Here the replacement of the used-up elements of tissue by new ones is not taken into account, but an attempt is made to show that the functions of the whole organism necessarily cause it to waste away. But the question at once arises, whether such a result does not depend upon the fact that the single histological elements,—the cells,—are worn out by the exercise of function. Bertin admits this to be the case, and this idea of the importance of changes in the cells themselves is everywhere gaining ground. But although we must admit that the histological elements do, as a matter of fact, wear out, in multicellular animals, this would not prove that, nor explain why, such changes must follow from the nature of the cell and the vital processes which take place within it. Such an admission would merely suggest the question:—how is it that the cells in the tissues of higher animals are worn out by their function, while cells which exist in the form of free and independent organisms possess the power of living for ever? Why should not the cells of any tissue, of which the equilibrium is momentarily disturbed by metabolism, be again restored, so that the same cells continue to perform their functions for ever:—why cannot they live without their properties suffering alteration? I have not sufficiently touched upon this point in the text, and as it is obviously important it demands further consideration.

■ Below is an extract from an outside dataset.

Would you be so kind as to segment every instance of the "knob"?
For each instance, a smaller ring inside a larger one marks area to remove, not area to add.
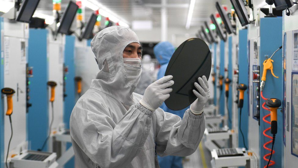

In the first place, I think we may conclude with certainty from the unending duration of unicellular organisms, that such wearing out of tissue cells is a secondary adaptation, that the death of the cell, like general death, has arisen with the complex, higher organisms. Waste does not depend upon the intrinsic nature of the cells, as the primitive organisms prove to us, but it has appeared as an adaptation of the cells to the new conditions by which they are surrounded when they come into combination, and thus form the cell-republic of the metazoan body. The replacement of cells in the tissues must be more advantageous for the functions of the whole organism than the unlimited activity of the same cells, inasmuch as the power of single cells would be much increased by this means. In certain cases, these advantages are obvious, as for example in many glands of which the secretions are made up of cast-off cells. Such cells must die and be separated from the organism, or the secretion would come to an end. In many cases, however, the facts are obscure, and await physiological investigation. But in the meantime we may draw some conclusions from the effects of growth, which are necessarily bound up with a certain rate of production of new cells. In the process of growth a certain degree of choice between the old cells which have performed their functions up to any particular time, and the new ones which have appeared between them, is as it were left to the organism.